When I enter an IRC channel or chat and everyone is using a handle rather than a real name, I feel suspicious. Do these same people configure their email clients to use false names as well? The predominance of nicknames in IRC doesn’t automatically mean everyone is “hiding” something, but it does mean people may be inclined to say things they wouldn’t if they were using their real names. It invites the saying of things that might not be said otherwise. Some call that a level of freedom we don’t have in meatspace. I’m not sure that exercising that freedom without good cause is necessarily beneficial.
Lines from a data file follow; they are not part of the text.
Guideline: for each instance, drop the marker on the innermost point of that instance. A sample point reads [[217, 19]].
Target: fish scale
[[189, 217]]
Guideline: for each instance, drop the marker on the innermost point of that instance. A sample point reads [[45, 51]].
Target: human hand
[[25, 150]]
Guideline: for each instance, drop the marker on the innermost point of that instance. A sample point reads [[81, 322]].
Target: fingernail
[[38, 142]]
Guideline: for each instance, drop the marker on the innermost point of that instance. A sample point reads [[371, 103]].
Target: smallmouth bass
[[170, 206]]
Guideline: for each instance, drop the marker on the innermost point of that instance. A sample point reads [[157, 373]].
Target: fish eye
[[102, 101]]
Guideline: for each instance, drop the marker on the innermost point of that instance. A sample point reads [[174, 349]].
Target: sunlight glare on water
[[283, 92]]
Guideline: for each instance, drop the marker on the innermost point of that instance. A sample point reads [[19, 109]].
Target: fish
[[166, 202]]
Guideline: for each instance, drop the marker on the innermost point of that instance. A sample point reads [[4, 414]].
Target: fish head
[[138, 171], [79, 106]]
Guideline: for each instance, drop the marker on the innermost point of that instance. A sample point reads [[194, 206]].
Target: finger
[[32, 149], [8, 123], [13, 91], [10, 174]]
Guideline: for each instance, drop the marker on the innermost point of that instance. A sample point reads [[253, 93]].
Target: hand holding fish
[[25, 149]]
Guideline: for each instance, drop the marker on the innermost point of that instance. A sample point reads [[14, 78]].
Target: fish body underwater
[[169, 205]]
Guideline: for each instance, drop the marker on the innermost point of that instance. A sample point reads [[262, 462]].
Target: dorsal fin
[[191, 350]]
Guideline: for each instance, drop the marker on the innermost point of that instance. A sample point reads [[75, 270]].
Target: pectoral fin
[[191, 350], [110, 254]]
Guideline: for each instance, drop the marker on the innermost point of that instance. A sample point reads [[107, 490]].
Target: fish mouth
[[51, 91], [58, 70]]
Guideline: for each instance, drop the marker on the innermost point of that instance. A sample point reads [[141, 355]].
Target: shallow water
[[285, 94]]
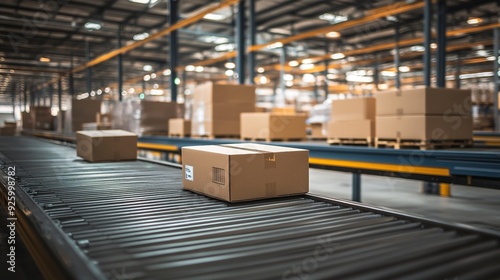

I don’t begrudge anyone the right to be anonymous if they choose to be – I just don’t think it’s necessary most of the time. I also think that a lot more conversation on the internet would be civil if pseudonyms were removed from the picture. Again, I make exception for some political speech.
A friend pointed out that artists sometimes work under pseudonyms for artistic reasons that have nothing to do either with politics or actual anonymity — just pure art. Fair enough. But we also know — or can easily find — the real names of most artists working under pseudonyms. If an artist (or writer, or domain owner) is taking positive steps to thoroughly hide their real name, we assume they have political or other very good reasons to do so. If not, then we are suspicious of their reasons for seeking anonymity, and credibility is in question.
Then again, maybe I’m reading too much into it.
5 Replies to “On Anonymity”
At times I have posted comments anonymously – mainly because the comment could have gotten me into trouble with employers, and that’s not something I want to happen. Most of the time, I agree – if you don’t want to be connected to what you are saying, for christ’s sake, don’t say it!
“While it may seem like we’re standing here together talking, this is in fact dada; an absurdist joke.”
– Ray Johnson
Part of me believes that anonymity is a blessing on the internet. I post comments on blogs anonymously because usually it doesn’t really matter who I am, it is what I have to say that matters. Most people do not understand how to have a civil argument. Any irrelevant personal information you give them can be used against you. You could do a search on my name and find something I’ve said previously to construct an argument against the position I’m taking. If I am anonymous, the discussion stays at the site where it originated–there is no looking anywhere. I prefer to keep it about ideas, not about me.
I like the way Anonymous made his (her) point. Personally, I avoid putting my last name out there because of my wife and young kids. Our extended family uses personal blogs to keep in touch, but we all keep last names and addresses out of the content. We are certainly accountable to the many who read our blogs and know us in “meatspace.”
I worry (just a tad) about Miles. Should he be so easily seen and found? Should I let my 11-year-old and 13-year-old have blogs? (They do.) Fatherhood brings worry.
Of course the gov’ment knows who we all are, so there is always that bit of comfort.
I post comments on blogs anonymously because usually it doesn’t really matter who I am, it is what I have to say that matters.
Well, maybe. But that’s kind of the meat of what I’m getting at. I think it does matter who is saying something. Yes, ideas can float freely in the ether, but ultimately they come from someone, and as a reader, I’m far more likely to give weight to a comment that’s not posted anonymously.
You could do a search on my name and find something I’ve said previously to construct an argument against the position I’m taking.
People will always use one’s words to twist one’s point around, whether online or off, in the media or out.
In any case, I respect your decision to remain anonymous.
Jeb, I definitely do identify with the fatherly worry aspect. Frankly, I anticipate that my worries will be greatly magnified as time goes on and Miles becomes more sophisticated at wandering the internet without supervision.
But my concerns are about what he’s going to do or read online, not about what I’ve posted about him as an infant or toddler. As he gets older, I’ve posted about him much less, and eventually will likely not post about him here at all. We’ll see.